Both therapies require intensive preparation, including chemotherapy to clear the existing bone marrow before the modified cells are infused. Recovery takes weeks to months in a specialized medical center. These treatments are expensive and currently available at a limited number of hospitals, but they represent the closest thing to a permanent fix for the disease without needing a donor.

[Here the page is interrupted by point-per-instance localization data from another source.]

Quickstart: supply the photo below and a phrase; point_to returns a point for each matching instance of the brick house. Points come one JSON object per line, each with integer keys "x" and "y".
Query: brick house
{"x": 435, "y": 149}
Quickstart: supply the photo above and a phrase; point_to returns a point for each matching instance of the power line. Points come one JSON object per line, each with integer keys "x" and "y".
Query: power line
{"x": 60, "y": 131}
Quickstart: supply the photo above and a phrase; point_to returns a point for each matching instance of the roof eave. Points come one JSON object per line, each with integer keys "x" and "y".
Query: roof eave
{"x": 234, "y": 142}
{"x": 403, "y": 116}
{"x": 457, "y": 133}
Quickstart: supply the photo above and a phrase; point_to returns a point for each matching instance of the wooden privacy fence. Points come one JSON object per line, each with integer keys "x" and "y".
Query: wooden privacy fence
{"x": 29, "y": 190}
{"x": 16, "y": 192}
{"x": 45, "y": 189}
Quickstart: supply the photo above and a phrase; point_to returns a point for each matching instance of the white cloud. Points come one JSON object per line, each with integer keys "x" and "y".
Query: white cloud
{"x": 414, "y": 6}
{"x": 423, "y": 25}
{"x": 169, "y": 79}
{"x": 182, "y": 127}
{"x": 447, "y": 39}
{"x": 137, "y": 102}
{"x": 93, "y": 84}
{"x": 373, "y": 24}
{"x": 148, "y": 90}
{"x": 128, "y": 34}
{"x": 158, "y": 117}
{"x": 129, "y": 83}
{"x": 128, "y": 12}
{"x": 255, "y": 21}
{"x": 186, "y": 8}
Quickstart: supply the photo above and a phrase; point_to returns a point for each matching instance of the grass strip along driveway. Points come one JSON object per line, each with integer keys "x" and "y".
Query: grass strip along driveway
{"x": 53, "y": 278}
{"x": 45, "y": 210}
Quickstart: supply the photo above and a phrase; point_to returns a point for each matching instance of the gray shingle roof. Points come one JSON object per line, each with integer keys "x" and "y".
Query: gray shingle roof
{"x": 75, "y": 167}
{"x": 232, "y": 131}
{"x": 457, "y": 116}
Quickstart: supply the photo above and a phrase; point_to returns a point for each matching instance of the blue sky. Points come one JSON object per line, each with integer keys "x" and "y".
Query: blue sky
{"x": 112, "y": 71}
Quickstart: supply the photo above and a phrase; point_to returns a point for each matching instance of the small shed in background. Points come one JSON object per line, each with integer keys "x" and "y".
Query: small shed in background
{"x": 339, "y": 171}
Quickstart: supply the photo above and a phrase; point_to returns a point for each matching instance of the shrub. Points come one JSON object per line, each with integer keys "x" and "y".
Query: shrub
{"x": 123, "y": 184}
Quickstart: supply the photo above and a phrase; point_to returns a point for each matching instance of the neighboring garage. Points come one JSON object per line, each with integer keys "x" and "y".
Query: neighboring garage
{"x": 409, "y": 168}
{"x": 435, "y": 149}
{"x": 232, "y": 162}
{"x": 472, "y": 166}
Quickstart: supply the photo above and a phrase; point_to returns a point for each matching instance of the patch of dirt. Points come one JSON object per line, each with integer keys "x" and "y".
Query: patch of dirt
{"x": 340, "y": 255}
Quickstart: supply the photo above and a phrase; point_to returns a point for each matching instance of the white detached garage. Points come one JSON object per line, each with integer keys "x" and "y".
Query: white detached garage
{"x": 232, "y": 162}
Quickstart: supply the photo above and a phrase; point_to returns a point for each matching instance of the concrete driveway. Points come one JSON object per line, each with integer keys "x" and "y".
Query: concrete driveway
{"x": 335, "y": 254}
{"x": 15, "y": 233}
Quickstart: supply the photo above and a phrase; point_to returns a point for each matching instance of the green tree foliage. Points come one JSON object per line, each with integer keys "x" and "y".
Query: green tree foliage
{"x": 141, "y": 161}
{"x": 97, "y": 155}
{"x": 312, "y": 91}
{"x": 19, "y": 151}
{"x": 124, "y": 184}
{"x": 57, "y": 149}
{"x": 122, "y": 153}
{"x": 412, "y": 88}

Ongoing Screening for Organ Damage
Sickle cell disease doesn’t just cause pain crises. Over time, repeated episodes of blocked blood flow can quietly damage organs. Screening for these complications is a routine part of long-term care. Starting at age 10, yearly eye exams with a retina specialist are recommended to catch sickle cell retinopathy, a condition where abnormal blood vessel growth in the retina can lead to vision loss. When caught early, laser treatment can usually prevent further damage.
The kidneys are another common target. Sickle cells damage the tiny blood vessels in the kidneys over time, and regular urine and blood tests help detect early signs of decline. The lungs are also at risk: high blood pressure in the lung arteries (pulmonary hypertension) develops in a significant number of adults with sickle cell disease and requires its own monitoring and treatment. These screenings won’t prevent organ damage entirely, but they catch problems at a stage where intervention can slow or stop progression.